Well, as long as everything is a through-hole part in a DIP package, but otherwise "dead bug" is kind of hard to manage, mechanically. With surface mount parts, it isn't so much dead-bug as dead-no-see-um.

> on some substrate, plastic or metal, Then you deposit plastic around them up to the leads, Next you deposit wiring metal between the leads of the different components. You will need more than one layer of insulation and wiring? No problem. Use as many as you like! Then top it off with the final covering layer.
>
> The result is a 3D style, multi-layer "PCB" that uses a minimal amount of metal. Harder to do rework, though. ... I think.
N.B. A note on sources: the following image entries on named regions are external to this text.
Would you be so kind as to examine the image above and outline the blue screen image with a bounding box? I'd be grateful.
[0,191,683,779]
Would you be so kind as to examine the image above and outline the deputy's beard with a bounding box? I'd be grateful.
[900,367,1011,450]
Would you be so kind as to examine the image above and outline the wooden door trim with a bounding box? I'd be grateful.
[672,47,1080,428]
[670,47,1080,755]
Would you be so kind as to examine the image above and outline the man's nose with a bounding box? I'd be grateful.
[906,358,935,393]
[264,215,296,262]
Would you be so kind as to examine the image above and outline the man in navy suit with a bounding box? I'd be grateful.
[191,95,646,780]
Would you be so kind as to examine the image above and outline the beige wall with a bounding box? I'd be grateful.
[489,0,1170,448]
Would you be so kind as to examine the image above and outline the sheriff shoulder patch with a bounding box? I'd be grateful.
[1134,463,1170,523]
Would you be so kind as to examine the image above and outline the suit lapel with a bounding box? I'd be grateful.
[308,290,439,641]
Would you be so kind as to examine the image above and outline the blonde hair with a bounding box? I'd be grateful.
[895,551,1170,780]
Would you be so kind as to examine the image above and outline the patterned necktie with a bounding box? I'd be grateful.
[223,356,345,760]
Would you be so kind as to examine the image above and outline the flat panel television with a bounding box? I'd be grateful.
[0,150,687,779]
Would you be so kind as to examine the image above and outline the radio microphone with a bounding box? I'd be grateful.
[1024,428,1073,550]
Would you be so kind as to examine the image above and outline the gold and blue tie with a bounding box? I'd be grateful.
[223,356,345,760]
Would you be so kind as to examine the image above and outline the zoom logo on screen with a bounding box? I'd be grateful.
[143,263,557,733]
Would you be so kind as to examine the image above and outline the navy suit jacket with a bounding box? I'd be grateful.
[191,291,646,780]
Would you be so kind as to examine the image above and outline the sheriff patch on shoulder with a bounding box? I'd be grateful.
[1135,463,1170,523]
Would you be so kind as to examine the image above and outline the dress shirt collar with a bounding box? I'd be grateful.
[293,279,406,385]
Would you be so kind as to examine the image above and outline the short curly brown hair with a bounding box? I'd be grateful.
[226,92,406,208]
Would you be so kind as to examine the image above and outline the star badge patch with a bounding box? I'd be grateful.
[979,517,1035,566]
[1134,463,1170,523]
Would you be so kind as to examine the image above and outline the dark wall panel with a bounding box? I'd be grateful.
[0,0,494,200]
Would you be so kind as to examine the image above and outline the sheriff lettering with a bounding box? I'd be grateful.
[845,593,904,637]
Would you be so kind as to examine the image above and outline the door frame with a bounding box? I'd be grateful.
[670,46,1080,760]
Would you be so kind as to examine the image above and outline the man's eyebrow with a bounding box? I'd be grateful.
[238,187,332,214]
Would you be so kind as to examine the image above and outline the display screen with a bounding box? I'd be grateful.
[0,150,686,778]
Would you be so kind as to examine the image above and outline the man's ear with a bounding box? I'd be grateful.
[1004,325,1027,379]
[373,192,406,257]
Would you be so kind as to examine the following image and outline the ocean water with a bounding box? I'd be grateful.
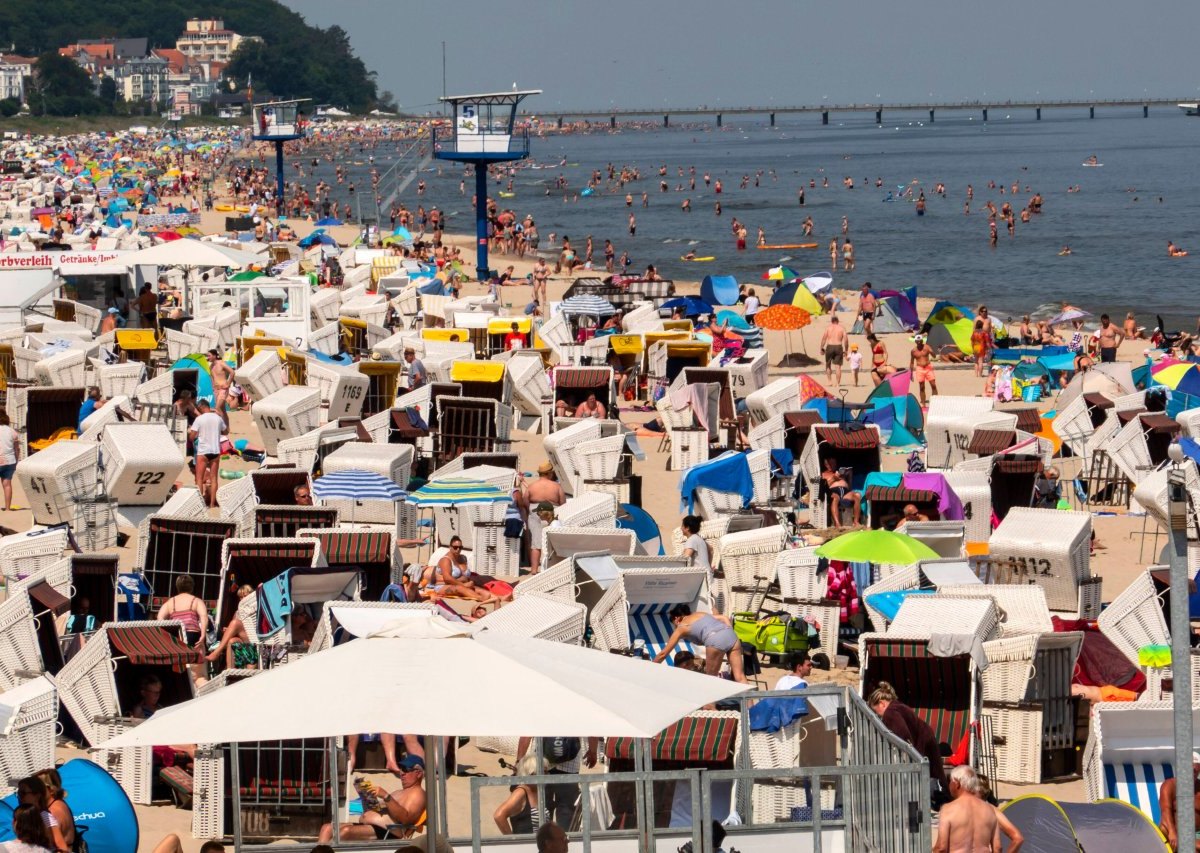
[314,108,1200,329]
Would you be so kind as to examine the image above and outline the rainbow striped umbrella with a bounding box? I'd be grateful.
[408,479,511,506]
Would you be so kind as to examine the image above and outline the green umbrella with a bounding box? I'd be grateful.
[817,530,938,566]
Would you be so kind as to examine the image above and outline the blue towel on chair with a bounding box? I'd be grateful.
[256,571,292,637]
[679,450,754,512]
[750,696,809,732]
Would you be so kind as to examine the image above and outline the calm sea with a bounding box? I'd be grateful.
[314,108,1200,329]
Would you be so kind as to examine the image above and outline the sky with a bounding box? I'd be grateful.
[283,0,1200,113]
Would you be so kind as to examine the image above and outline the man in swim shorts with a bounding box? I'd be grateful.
[821,314,846,385]
[908,335,937,406]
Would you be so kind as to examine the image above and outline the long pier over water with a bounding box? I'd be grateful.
[521,97,1192,127]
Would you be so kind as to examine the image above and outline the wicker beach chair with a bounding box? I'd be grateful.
[1084,702,1200,827]
[0,675,59,797]
[590,567,709,657]
[989,506,1100,619]
[858,595,998,751]
[713,524,786,614]
[56,621,199,805]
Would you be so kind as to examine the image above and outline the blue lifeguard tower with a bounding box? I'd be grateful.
[433,89,541,282]
[251,98,310,216]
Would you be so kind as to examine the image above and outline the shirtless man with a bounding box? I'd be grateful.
[205,349,233,424]
[934,765,1008,853]
[908,335,937,406]
[847,280,876,335]
[517,461,566,571]
[821,314,846,386]
[1158,752,1200,853]
[575,394,605,420]
[821,456,863,527]
[1096,314,1124,365]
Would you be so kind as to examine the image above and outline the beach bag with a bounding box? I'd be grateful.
[733,611,809,655]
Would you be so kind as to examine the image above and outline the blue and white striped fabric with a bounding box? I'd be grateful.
[1104,763,1175,827]
[629,603,702,666]
[312,470,406,500]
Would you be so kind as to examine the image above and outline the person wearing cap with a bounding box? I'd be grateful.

This is somewhat reminiscent of "MultiWire" technology from the late 70's-early 80's. Kollmorgen was the vendor when I ran into it, but I believe they had bought out the company that invented it. Anyway... it was a small volume production technology that somehow started with component pin pads, maybe with a thin PCB or such, but the main part of the technology was fine, insulated wire, something well under 30ga wire, like 38 or such IIRC, and they basically used an X/Y robot to lay down wire in an epoxy resin. When it cured you got something like a regular PCB, but about 2-3 times as thick and surprisingly weighty. The board thickness was sometimes an issue with things like edge connectors.

I saw them used at two different companies that I worked for, but never on my project so I never had to rework one myself. I'm told it is about the same as reworking a PCB. But bear in mind that the equivalent PCB would have had 6 or 8 signal layers, so cutting a trace on a buried layer of the PCB required getting out the board plots and finding a place you could drill with a small bit in a pin vise and not cause too much collateral damage. MultiWire was the same way -- you needed to find a relatively benign place to drill through all layers to cut a buried wire.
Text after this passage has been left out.